Elysian co-founder Dick Cantwell (the perfect name for an inept male prostitute, BTW) saw the ad while watching the Super Bowl with some of his brewers. Cantwell was reluctant to accept the AB-InBev offer in the first place, but he was hopeful that having ownership with deep pockets would help to shore up Elysian’s future. That hope quickly flamed into outrage Sunday night.
“I find it kind of incredible that ABI would be so tone-deaf as to pretty directly (even if unwittingly) call out one of the breweries they have recently acquired, even as that brewery is dealing with the anger of the beer community in reaction to the sale,” Cantwell said in an email quoted by The Chicago Tribune. “It doesn’t make our job any easier, and it certainly doesn’t make me feel any better about a deal I didn’t even want to happen. It’s made a difficult situation even more painful.”

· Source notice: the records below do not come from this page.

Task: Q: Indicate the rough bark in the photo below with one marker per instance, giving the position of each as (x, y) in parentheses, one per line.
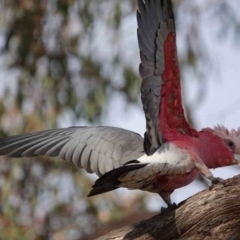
(207, 215)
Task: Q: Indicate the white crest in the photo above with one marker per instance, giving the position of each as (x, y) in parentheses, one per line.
(232, 134)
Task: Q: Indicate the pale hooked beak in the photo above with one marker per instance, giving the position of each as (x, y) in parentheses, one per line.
(236, 158)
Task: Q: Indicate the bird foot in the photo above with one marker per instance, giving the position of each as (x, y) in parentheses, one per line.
(170, 207)
(215, 181)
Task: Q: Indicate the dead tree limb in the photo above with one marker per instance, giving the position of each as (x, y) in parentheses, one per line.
(207, 215)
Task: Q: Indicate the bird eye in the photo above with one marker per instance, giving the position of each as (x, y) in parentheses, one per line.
(230, 144)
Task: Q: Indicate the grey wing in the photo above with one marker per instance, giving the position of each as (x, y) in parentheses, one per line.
(96, 149)
(155, 22)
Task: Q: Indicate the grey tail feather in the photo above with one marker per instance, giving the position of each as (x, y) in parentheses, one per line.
(109, 181)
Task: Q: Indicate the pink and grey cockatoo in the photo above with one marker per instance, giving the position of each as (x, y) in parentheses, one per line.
(171, 154)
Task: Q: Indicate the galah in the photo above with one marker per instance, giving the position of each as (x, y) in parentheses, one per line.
(171, 154)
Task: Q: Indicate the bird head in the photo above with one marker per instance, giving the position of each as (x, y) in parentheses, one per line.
(219, 146)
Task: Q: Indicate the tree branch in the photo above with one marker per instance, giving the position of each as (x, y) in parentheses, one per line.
(207, 215)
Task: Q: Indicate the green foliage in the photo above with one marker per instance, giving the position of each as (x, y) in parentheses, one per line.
(51, 66)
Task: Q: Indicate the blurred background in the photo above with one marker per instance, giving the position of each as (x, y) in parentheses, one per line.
(75, 62)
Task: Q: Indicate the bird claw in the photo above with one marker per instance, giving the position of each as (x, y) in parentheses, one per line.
(216, 180)
(169, 207)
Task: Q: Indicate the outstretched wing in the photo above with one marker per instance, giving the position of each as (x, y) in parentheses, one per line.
(159, 70)
(96, 149)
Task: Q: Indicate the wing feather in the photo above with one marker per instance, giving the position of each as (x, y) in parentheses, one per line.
(96, 149)
(155, 22)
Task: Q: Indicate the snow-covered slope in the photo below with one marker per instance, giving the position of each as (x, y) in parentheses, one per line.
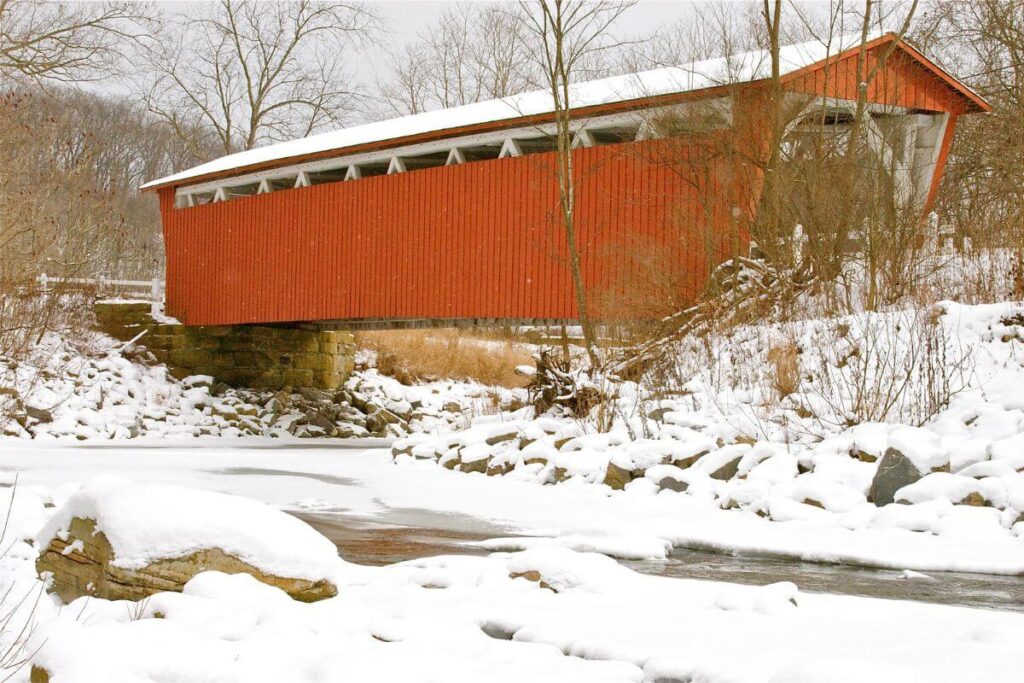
(943, 387)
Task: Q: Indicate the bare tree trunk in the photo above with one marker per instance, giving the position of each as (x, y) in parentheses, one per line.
(570, 31)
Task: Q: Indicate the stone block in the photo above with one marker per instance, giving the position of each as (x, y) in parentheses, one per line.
(120, 308)
(84, 564)
(297, 378)
(193, 357)
(328, 380)
(164, 329)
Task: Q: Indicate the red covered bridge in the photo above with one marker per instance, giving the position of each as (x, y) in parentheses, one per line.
(452, 216)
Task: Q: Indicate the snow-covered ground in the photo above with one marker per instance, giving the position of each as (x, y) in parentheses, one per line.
(798, 469)
(471, 619)
(634, 523)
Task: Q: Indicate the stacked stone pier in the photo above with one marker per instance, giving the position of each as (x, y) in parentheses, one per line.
(270, 356)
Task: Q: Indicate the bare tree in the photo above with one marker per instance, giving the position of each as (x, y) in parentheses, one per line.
(256, 73)
(471, 52)
(983, 191)
(567, 35)
(67, 42)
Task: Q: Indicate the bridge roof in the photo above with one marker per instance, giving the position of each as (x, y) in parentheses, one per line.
(614, 93)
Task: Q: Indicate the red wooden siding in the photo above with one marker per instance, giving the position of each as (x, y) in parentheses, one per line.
(901, 81)
(475, 241)
(483, 240)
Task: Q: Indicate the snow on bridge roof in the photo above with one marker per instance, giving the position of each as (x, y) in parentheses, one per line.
(742, 68)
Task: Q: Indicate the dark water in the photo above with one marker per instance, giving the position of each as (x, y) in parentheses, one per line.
(970, 590)
(407, 535)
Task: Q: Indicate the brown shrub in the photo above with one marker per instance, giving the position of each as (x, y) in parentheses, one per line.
(784, 359)
(412, 355)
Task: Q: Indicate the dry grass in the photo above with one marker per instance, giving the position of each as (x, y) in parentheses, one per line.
(412, 355)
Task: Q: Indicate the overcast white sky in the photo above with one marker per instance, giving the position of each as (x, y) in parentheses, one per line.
(408, 16)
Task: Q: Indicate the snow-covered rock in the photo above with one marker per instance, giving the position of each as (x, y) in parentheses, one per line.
(119, 540)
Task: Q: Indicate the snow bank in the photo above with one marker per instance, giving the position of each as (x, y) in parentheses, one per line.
(146, 522)
(728, 445)
(86, 389)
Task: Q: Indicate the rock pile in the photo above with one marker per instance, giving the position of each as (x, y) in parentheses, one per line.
(120, 540)
(83, 563)
(100, 393)
(888, 475)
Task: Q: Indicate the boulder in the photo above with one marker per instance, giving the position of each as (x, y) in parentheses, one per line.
(617, 477)
(83, 564)
(895, 471)
(728, 470)
(122, 541)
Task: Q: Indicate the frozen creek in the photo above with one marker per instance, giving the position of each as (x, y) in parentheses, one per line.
(380, 514)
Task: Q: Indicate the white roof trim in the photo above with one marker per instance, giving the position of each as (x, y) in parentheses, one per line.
(671, 80)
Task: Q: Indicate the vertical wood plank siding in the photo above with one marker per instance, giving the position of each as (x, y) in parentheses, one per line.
(484, 240)
(479, 240)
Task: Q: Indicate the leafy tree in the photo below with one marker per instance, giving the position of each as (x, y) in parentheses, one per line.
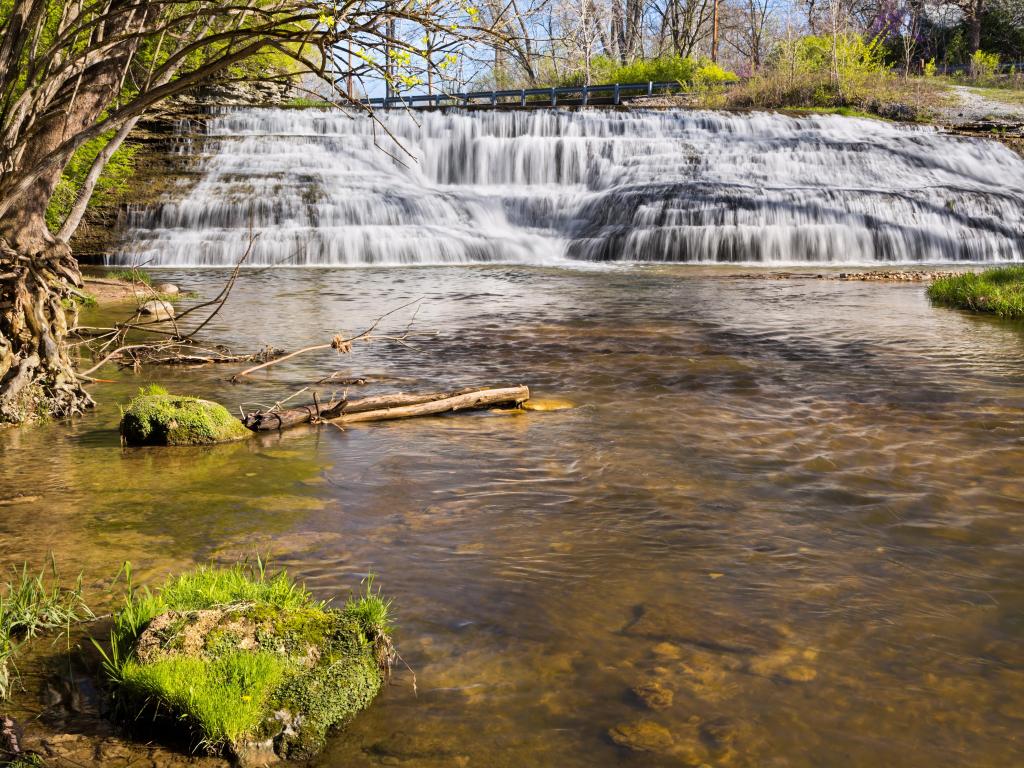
(75, 72)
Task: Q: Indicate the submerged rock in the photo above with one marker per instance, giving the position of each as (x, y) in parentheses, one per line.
(158, 309)
(654, 694)
(643, 735)
(162, 419)
(251, 667)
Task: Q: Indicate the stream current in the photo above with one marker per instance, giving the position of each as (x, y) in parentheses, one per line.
(796, 505)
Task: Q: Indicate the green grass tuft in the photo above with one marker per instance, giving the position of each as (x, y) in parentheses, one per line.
(998, 292)
(130, 275)
(30, 605)
(226, 650)
(226, 696)
(209, 587)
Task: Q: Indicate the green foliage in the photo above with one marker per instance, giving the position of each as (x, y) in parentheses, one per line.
(30, 605)
(236, 654)
(118, 170)
(371, 610)
(176, 420)
(663, 70)
(225, 696)
(209, 587)
(130, 275)
(984, 66)
(998, 292)
(804, 73)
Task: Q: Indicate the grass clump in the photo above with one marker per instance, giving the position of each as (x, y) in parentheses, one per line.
(998, 292)
(158, 418)
(247, 660)
(130, 275)
(32, 604)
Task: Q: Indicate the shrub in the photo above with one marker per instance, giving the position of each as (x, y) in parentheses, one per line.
(663, 70)
(984, 66)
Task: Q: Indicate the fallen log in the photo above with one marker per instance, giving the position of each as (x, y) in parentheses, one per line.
(380, 408)
(454, 401)
(268, 421)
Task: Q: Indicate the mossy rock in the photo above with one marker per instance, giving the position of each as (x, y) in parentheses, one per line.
(261, 677)
(162, 419)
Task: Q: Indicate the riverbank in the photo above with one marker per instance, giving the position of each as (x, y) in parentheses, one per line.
(748, 454)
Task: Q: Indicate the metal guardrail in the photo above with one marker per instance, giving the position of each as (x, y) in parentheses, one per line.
(523, 96)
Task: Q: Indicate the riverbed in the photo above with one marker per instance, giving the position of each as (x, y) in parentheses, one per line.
(795, 506)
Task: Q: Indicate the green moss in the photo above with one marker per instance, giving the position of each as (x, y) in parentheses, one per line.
(130, 275)
(224, 697)
(160, 419)
(998, 292)
(26, 760)
(240, 657)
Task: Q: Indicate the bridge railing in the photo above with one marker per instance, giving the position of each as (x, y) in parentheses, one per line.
(528, 96)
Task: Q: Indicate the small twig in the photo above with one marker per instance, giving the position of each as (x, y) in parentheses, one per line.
(340, 343)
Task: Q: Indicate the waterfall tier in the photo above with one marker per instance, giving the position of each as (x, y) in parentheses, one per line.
(333, 188)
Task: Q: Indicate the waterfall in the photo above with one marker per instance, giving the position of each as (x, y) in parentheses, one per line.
(542, 186)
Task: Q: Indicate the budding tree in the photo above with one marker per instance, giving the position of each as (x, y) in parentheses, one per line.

Welcome to the AB-InBev family, Dick!
Now you might think that this backstabbing behavior will serve as a warning for other brewers targeted for acquisition by AB-InBev or one of the other brewing goliaths, but I’m not so sure. The resources and stability offered by Big Beer are incredibly tempting, especially if you think that they’ll simply acquire and support your competition if you say no. You could be left there out in the cold as other brewers bask in the humming warmth of the machine. If it’s going to happen anyway, why not be the brewery that benefits?
We’ll see how all of this plays out in the future, but it’s clear that the big boys are fed up with losing market share to craft brewers. The gloves are off and punches are being thrown, even if they’re clumsy haymakers like we saw on Sunday night. However you slice it, a player with the money and influence of AB-InBev can be hugely disruptive in the craft beer marketplace, especially if they are part of it.
2015 is going to be an interesting year.